Every once in awhile I get a huge craving for this salad – usually at around 10pm. It rates the highest star power on my list of favorite recipes.

Thai noodle salad

Ingredients:

  • 12 to 15 ounces dried chukka soba noodles (also called “chow mein” noodles)
  • 1 1/2 teaspoons dark sesame oil
  • 1/3 cup rice vinegar
  • Juice and grated peel of one lime
  • 1/2 cup soy sauce
  • 2 tablespoons sugar
  • 1-2 teaspoons dried red pepper flakes (or 2 teaspoons chili sauce)
  • 2 cloves garlic, minced
  • 1 cup grated carrot
  • 3/4 cup coarsely chopped dry roasted peanuts
  • 1/2 cup chopped fresh cilantro

Directions:

Boil the noodles until they are tender, about 4-5 minutes.  (Do not over-cook.)  Pour them into a colander and rinse with cold water.  Let drain thoroughly. 

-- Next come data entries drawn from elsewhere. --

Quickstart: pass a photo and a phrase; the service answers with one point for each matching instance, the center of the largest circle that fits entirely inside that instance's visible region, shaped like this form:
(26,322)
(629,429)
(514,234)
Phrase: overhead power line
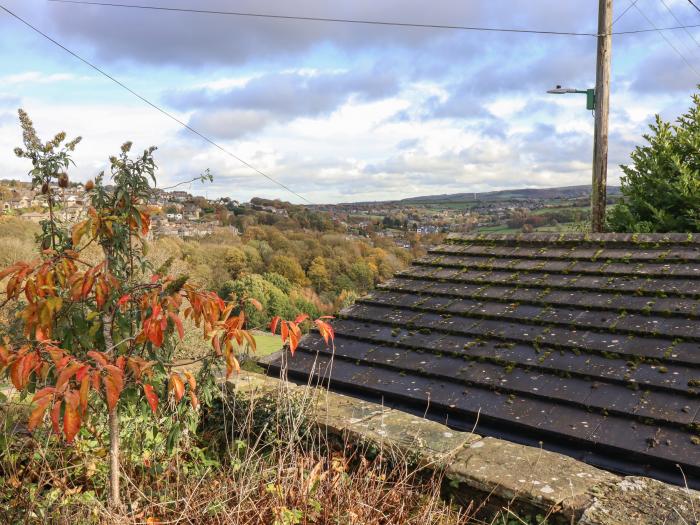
(677,20)
(687,62)
(153,105)
(322,19)
(630,6)
(362,22)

In a large bowl combine the sesame oil, rice vinegar, juice and grated lime peel, soy sauce, sugar, red pepper flakes and minced garlic.  Stir until sugar dissolves.  Add carrot, peanuts and cilantro.

Cut through noodles with a knife to make more manageable lengths.  Toss noodles with sauce until well mixed.  If you can wait, try to chill salad for an hour before serving.  Toss again before serving.

NOTE: 2 teaspoons of the dried red pepper flakes makes this salad really hot. Use what you feel is appropriate.